(俺はもうダメだ…)
ビルの屋上から、はるか地上を見下ろし呟いた。
会社の金を使い込み、人生をかけて買った株は、暴落の一途をたどっていた…
(死ぬ…しかないか…)
俺は覚悟を決め、屋上のフェンスに登ろうとした。
その時、後ろから声がした。
「あのー…死ぬんでしたら、今の気持ちと、最後に残す言葉だけでも、教えてくれませんかねえ?」
振り返ると、そこにメガネをかけた貧弱そうな男が立っていた。
ノートとペンを持ち、俺の事をじっと見てる…
俺は、メガネ男の態度に腹が立った。
今、死のうとしている男に、普通そんな言葉をかけるか?
「ふざけるな!お前、どういうつもりだ!」
怒りにまかせて怒鳴ると、メガネ男は言った
「ご、ごめんなさい…僕小説家を目指してて…自殺する人の気持ちを知りたかったんです。

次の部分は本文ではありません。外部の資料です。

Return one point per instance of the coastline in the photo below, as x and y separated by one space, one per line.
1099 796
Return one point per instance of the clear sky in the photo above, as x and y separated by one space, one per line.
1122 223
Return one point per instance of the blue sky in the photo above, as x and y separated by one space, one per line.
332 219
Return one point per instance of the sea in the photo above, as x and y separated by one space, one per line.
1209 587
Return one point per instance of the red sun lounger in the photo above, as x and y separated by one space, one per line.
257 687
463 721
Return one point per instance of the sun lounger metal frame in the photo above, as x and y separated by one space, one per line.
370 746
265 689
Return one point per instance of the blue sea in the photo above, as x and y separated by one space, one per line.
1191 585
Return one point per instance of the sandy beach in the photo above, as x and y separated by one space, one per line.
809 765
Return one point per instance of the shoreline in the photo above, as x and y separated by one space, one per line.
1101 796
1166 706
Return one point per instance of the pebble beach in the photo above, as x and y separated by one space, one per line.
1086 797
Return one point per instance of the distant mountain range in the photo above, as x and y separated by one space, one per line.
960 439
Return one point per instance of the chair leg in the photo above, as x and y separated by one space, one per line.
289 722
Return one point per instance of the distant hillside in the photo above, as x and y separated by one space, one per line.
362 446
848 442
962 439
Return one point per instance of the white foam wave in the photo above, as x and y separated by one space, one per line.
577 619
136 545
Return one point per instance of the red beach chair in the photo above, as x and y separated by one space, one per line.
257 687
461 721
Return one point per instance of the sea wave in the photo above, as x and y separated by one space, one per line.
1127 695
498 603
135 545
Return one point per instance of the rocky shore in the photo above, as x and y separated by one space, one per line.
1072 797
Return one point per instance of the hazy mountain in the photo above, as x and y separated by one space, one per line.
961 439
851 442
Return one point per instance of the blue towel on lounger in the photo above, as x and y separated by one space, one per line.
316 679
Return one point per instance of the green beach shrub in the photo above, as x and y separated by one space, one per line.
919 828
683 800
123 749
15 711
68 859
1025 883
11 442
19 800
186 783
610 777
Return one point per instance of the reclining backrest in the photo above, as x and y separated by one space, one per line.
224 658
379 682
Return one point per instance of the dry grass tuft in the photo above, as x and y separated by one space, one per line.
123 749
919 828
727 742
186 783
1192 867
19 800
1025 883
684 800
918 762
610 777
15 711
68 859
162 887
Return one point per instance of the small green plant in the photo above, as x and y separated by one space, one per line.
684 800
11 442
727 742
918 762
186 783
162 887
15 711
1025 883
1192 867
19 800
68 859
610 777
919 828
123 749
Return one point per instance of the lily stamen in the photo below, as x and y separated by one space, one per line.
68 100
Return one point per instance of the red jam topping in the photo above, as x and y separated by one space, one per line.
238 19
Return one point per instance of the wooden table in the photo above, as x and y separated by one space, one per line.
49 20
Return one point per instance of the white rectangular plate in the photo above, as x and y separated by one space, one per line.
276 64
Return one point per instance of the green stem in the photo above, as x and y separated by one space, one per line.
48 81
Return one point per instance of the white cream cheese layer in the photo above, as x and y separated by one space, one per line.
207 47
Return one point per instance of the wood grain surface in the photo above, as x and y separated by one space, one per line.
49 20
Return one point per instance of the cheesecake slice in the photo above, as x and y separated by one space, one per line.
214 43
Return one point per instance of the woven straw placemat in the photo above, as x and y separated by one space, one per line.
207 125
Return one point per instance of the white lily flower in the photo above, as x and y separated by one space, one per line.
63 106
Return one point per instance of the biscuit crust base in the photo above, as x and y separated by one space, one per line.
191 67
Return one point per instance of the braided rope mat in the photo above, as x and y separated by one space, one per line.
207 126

」
俺は呆れた…
コイツは、自殺する人が現れるまで、ここでずっと待ってたのか…
「お前なあ!」
俺が文句を言おうとした瞬間、屋上への入口のドアがバンッと開いた。
ドアから出てきたのは、備員のおっさんだった。
「おい!何をしている!」
警備員のおっさんは、青い顔をして叫んだ。
俺は、死ぬ気力も失せて、警備員のおっさんに言った。
「今、俺は、ここから飛び降りようとしたんだ。だが止めた。もう止めたよ…すまなかった。そこのメガネ男に…そこの……あれ?」
俺が指さす方向にメガネ男はいなかった。
警備員が言う。
「メガネ男って、小説家志望の男でしょう?その男も、ここから飛び降りたんだよ…
あんた…助けられたんだね。」
警備員のおっさんは、優しい口調で話た。
「あんた…死んで何になるんだ。金か女か知らないが、死んだら終わりなんだよ。」
俺は、警備員のおっさんにもたれ掛かるようにして泣いた…
と、その時、屋上への入口のドアがバンッと開いた。
ドアからあらわれたのは、年老いた警察官だった。
「おい!お前!こんな所で何をしている!」
何って…自殺を…
あれ? おっさんは?警備員のおっさん何処へ行ったの?
警察官は聞いてもいないのに語り出した。
「人間年老いたら死ぬんだ…今死んで、どうなる!
全くいまの若いのは…」
と、その時、屋上への入口のドアがバンッと開いた…
疲れきったサラリーマンが出てきた…
サラリーマンが何か語り出す前に、俺は逃げ出した。